She had arranged their
rooms, making everything warm and pretty. Out of her own pocket she
had bought a shot-belt for one, and skates for the other. She had
told the old groom that her pony was to belong exclusively to Master
Harry for the holidays, and now Harry told her that still waters ran
deep. She had been driven to the use of all her eloquence in
inducing her father to purchase that gun for Frank, and now Frank
called her a Puritan. And why? She did not choose that a mistletoe
bough should be hung in her father's hall, when Godfrey Holmes was
coming to visit him.
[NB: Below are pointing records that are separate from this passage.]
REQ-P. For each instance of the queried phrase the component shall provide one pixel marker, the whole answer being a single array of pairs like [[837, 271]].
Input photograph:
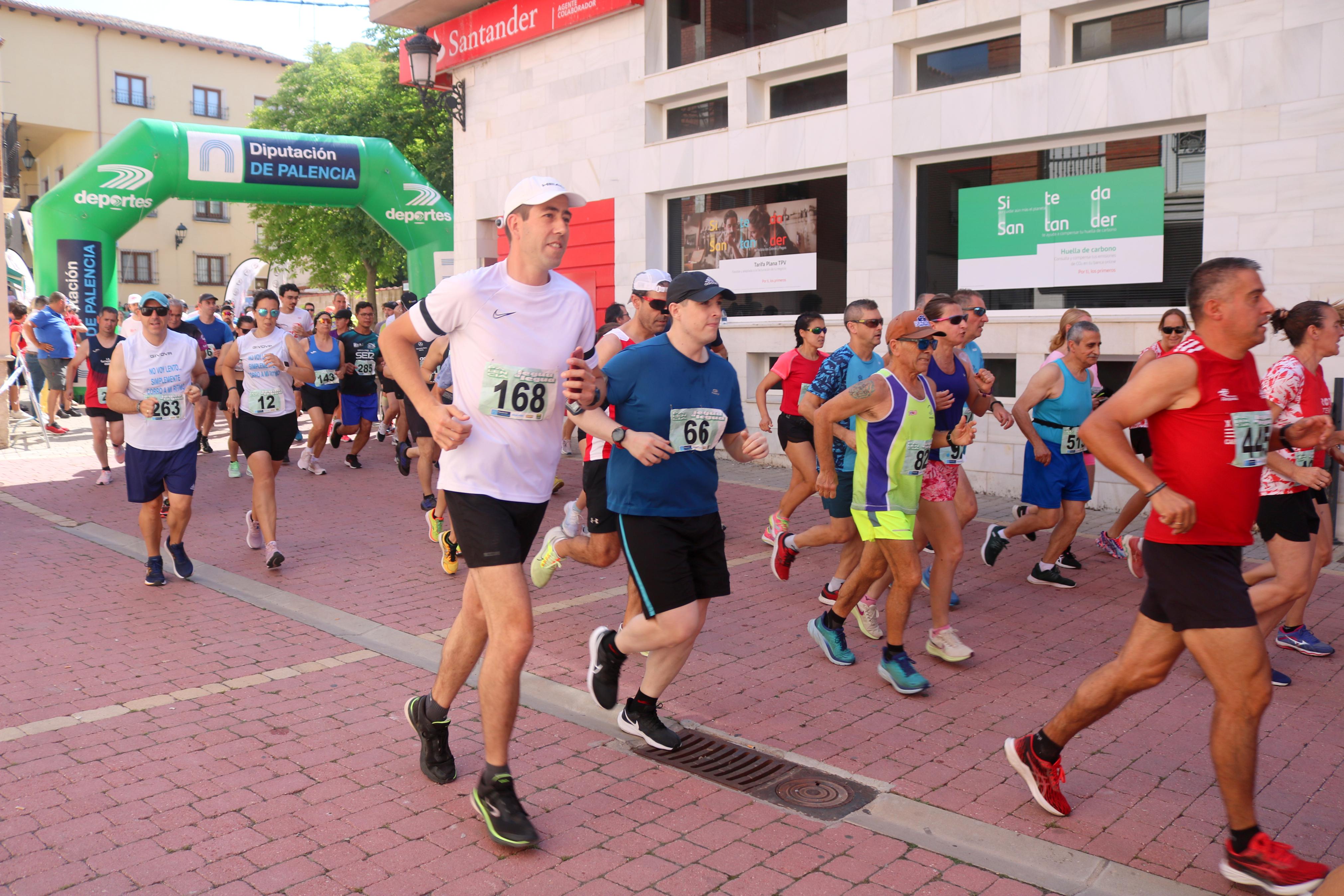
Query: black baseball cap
[[697, 287]]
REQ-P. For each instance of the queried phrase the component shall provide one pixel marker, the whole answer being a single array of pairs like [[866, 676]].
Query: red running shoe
[[1042, 777], [782, 558], [1273, 867]]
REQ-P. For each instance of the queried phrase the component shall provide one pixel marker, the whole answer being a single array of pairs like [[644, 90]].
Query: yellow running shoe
[[449, 546], [548, 561]]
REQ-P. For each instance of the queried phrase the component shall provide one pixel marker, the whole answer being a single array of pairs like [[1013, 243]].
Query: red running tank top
[[596, 449], [1195, 448]]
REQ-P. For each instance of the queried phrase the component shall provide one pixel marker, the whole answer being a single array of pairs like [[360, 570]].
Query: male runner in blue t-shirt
[[675, 402], [217, 334]]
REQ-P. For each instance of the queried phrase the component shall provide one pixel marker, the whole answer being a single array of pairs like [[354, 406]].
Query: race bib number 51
[[1251, 429], [170, 408], [518, 393], [697, 429]]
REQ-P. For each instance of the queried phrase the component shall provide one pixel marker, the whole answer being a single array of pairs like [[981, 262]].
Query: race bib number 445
[[697, 429], [518, 393]]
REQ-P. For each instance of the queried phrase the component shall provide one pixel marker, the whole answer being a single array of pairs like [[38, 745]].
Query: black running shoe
[[1050, 577], [437, 761], [994, 546], [506, 820], [643, 722], [604, 668]]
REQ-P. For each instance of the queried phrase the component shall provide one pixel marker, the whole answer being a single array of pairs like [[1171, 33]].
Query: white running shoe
[[255, 539], [948, 647], [870, 620], [573, 519]]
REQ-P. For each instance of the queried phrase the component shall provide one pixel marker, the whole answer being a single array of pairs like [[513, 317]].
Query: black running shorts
[[1292, 518], [1197, 586], [416, 424], [791, 428], [600, 518], [272, 435], [674, 561], [494, 533], [215, 390], [324, 401]]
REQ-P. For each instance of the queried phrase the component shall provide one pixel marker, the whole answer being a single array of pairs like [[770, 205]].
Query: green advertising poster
[[1064, 231]]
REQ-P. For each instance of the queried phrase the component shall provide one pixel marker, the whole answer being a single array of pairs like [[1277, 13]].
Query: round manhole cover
[[814, 793]]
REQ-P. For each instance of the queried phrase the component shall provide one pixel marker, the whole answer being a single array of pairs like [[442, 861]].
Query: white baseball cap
[[652, 281], [537, 190]]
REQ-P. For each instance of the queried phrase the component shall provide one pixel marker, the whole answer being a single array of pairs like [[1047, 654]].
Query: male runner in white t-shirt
[[522, 344]]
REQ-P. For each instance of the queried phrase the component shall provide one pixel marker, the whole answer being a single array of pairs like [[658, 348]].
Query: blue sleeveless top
[[1070, 409], [323, 360], [957, 383]]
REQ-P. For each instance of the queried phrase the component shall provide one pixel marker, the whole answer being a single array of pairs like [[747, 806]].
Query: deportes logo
[[127, 177], [425, 195]]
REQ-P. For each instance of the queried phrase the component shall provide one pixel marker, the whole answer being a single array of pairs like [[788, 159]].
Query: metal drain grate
[[763, 776]]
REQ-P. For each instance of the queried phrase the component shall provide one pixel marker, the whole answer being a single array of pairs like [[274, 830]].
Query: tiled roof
[[146, 30]]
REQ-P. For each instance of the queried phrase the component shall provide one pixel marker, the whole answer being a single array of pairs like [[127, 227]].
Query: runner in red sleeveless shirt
[[601, 546], [1211, 429], [1172, 325]]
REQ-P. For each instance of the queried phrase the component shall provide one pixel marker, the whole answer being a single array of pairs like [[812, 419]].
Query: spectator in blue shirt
[[49, 331]]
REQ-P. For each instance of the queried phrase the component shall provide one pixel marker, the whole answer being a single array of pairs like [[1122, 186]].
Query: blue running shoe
[[181, 563], [1303, 641], [155, 572], [900, 672], [924, 581], [832, 643]]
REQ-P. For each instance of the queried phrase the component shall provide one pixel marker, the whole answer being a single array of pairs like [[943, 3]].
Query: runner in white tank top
[[263, 408], [154, 381]]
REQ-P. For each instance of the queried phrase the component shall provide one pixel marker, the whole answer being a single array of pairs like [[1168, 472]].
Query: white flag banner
[[241, 281]]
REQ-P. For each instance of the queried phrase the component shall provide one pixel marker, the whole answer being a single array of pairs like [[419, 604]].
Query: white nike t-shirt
[[510, 344]]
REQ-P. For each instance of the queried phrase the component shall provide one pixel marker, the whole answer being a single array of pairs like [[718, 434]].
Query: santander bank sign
[[509, 23]]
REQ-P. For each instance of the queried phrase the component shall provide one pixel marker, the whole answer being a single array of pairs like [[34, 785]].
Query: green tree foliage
[[350, 92]]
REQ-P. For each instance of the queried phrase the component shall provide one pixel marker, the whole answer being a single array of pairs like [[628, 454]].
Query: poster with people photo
[[756, 249]]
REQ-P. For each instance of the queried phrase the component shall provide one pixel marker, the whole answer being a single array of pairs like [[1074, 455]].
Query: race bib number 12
[[697, 429], [1251, 429], [518, 393]]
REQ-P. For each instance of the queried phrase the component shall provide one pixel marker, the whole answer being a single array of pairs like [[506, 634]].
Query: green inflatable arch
[[78, 222]]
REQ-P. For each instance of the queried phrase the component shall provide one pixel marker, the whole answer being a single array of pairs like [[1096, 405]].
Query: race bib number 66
[[697, 429]]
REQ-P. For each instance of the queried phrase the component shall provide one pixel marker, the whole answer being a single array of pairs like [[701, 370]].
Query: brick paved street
[[304, 780]]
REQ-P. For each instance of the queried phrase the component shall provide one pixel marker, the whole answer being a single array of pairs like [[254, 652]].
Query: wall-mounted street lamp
[[423, 53]]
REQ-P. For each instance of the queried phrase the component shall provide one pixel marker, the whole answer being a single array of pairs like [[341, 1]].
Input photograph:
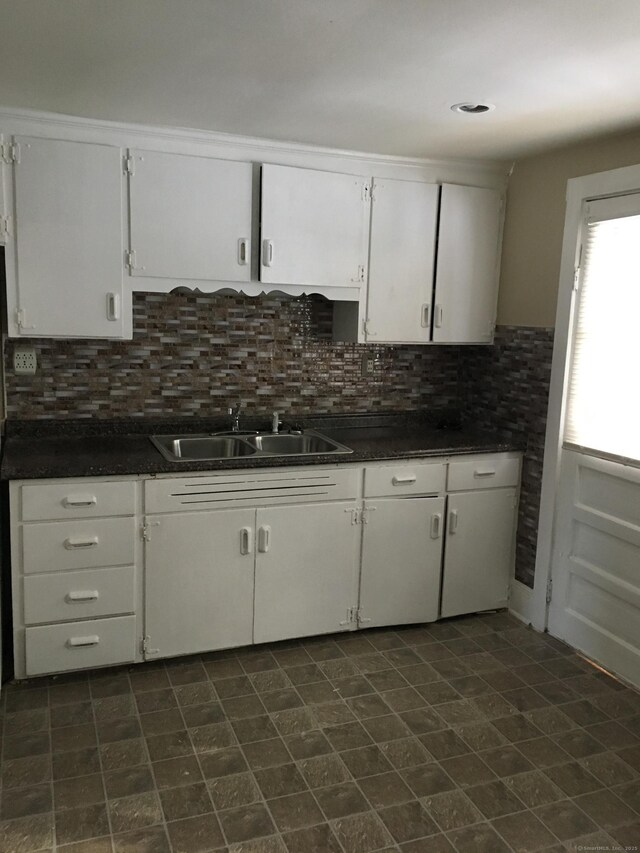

She could not explain this to Frank, but Frank
might have had the wit to understand it. But Frank was thinking
only of Patty Coverdale, a blue-eyed little romp of sixteen, who,
with her sister Kate, was coming from Penrith to spend the Christmas
at Thwaite Hall. Elizabeth left the room with her slow, graceful
step, hiding her tears,--hiding all emotion, as latterly she had
taught herself that it was feminine to do. "There goes my lady
Fineairs," said Harry, sending his shrill voice after her.
Thwaite Hall was not a place of much pretension. It was a moderate-
sized house, surrounded by pretty gardens and shrubberies, close
down upon the river Eamont, on the Westmoreland side of the river,
looking over to a lovely wooded bank in Cumberland.